Le patronat français dénonce le gel des allègements de cotisations avant la hausse du smic
À la veille de la revalorisation automatique du smic de 2,4 % au 1er juin, les principales organisations patronales françaises contestent le gel des allègements de cotisations sur les bas salaires décidé par le gouvernement. Elles estiment que cette mesure accroît le coût du travail dans un contexte déjà marqué par les effets économiques de la guerre et par une remontée du chômage au-dessus de 8 %.
Points forts
- Le Medef, la CPME et d'autres organisations patronales dénoncent le gel des allègements de cotisations prévu sans concertation alors que le smic progresse.
- Le smic augmente de 2,4 % au 1er juin, mais le budget des exonérations reste stable, réduisant mécaniquement le soutien aux employeurs de bas salaires.
- Le gouvernement vise six milliards d’euros d’économies, justifiant la mesure alors que les secteurs employant de nombreux salariés peu qualifiés alertent sur les risques pour l’emploi.
Contestations patronales et appel au dialogue
Comme le rapporte La Tribune Dimanche, les présidents du Medef, de la CPME, de l’U2P, de la FNSEA, de l’UDES et de la Fesac dénoncent dans une tribune une décision prise sans concertation avec les représentants des entreprises.
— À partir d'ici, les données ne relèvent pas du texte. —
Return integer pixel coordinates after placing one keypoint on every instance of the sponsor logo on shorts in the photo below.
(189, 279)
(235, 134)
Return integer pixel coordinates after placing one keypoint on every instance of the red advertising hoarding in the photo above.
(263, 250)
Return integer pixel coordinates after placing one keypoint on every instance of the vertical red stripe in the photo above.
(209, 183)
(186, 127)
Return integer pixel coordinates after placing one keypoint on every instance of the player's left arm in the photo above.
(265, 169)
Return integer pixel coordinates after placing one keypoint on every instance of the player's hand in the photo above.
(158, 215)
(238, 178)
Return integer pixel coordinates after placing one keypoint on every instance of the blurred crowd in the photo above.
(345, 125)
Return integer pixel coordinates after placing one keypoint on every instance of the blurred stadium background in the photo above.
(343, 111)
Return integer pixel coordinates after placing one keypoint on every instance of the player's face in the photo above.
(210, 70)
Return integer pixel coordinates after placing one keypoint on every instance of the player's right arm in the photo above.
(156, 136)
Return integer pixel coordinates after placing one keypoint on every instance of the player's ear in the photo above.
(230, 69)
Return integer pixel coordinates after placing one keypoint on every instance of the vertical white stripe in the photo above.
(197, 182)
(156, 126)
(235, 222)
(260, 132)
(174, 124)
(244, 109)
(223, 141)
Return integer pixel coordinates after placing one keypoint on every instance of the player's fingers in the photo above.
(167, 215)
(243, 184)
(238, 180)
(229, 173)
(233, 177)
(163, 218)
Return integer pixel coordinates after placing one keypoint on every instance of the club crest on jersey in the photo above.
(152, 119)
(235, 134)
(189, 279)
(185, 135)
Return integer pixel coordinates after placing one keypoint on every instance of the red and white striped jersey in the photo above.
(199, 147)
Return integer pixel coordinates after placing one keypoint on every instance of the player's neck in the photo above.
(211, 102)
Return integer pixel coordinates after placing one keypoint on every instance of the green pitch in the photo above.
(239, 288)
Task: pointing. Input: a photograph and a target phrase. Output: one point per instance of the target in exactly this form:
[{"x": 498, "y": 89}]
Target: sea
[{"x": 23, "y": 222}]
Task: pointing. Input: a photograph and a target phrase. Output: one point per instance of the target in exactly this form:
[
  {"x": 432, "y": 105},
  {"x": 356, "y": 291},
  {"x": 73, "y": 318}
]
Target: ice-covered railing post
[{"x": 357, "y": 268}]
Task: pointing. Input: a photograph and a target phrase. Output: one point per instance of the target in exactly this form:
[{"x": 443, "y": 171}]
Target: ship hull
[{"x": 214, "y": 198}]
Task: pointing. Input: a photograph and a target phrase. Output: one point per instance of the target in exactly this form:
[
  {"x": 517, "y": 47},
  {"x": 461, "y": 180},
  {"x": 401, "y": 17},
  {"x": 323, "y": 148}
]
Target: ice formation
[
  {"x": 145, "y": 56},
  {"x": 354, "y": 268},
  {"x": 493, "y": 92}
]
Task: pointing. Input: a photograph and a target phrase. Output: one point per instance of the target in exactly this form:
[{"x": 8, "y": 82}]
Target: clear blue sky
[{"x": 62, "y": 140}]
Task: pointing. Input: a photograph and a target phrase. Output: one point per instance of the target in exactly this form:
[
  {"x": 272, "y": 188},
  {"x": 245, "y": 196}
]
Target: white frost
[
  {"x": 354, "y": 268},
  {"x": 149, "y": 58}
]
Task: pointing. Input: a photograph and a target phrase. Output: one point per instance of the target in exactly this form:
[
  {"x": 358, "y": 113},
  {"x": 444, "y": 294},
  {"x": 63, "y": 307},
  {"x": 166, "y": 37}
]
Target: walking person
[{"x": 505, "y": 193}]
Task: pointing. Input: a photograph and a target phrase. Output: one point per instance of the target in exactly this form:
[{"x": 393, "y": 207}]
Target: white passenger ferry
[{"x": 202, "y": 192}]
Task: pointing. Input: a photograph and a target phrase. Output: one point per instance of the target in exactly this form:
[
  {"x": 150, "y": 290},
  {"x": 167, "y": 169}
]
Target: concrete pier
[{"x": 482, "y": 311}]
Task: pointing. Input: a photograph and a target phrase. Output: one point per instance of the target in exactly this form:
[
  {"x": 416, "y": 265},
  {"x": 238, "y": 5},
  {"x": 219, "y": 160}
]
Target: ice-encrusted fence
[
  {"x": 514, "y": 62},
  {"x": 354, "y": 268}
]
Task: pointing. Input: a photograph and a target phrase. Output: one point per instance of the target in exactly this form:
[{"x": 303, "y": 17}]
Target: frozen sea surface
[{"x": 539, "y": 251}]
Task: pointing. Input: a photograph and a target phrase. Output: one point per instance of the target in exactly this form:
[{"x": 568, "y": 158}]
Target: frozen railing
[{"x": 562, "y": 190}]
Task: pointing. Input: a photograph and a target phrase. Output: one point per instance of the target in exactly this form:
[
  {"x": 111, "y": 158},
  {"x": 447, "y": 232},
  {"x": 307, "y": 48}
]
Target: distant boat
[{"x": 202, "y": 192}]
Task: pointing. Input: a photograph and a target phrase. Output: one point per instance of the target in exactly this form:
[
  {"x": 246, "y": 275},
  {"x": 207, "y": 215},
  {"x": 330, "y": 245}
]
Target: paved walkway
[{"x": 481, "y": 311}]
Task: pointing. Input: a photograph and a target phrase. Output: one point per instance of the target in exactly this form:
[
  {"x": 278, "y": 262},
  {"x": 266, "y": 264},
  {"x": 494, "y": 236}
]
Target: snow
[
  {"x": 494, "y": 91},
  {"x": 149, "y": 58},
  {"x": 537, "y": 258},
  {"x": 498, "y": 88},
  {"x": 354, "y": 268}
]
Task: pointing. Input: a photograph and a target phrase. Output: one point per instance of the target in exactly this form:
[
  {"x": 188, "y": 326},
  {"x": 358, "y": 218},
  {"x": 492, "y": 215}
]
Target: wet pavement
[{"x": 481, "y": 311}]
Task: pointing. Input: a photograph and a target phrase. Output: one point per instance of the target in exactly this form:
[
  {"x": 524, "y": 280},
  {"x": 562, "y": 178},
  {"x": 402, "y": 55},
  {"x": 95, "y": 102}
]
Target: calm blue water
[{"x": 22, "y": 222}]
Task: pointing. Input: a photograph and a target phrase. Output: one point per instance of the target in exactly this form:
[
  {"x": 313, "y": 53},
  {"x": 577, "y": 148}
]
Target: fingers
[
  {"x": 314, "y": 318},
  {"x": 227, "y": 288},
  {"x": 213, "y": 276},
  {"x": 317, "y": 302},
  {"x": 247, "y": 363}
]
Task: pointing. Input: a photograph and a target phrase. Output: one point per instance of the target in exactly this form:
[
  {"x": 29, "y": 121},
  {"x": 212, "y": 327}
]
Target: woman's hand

Ils affirment que le gel des allègements de cotisations, qui doit figurer dans un prochain décret, intervient « au pire moment pour les entreprises ».Selon ces organisations, les employeurs doivent absorber simultanément la hausse du coût du travail liée à la progression du smic et la baisse mécanique de l’effet des exonérations destinées à en limiter l’impact. Les signataires qualifient cette situation de « double peine », évoquent un « contresens économique » et demandent au gouvernement de « renouer le dialogue » pour changer d’approche.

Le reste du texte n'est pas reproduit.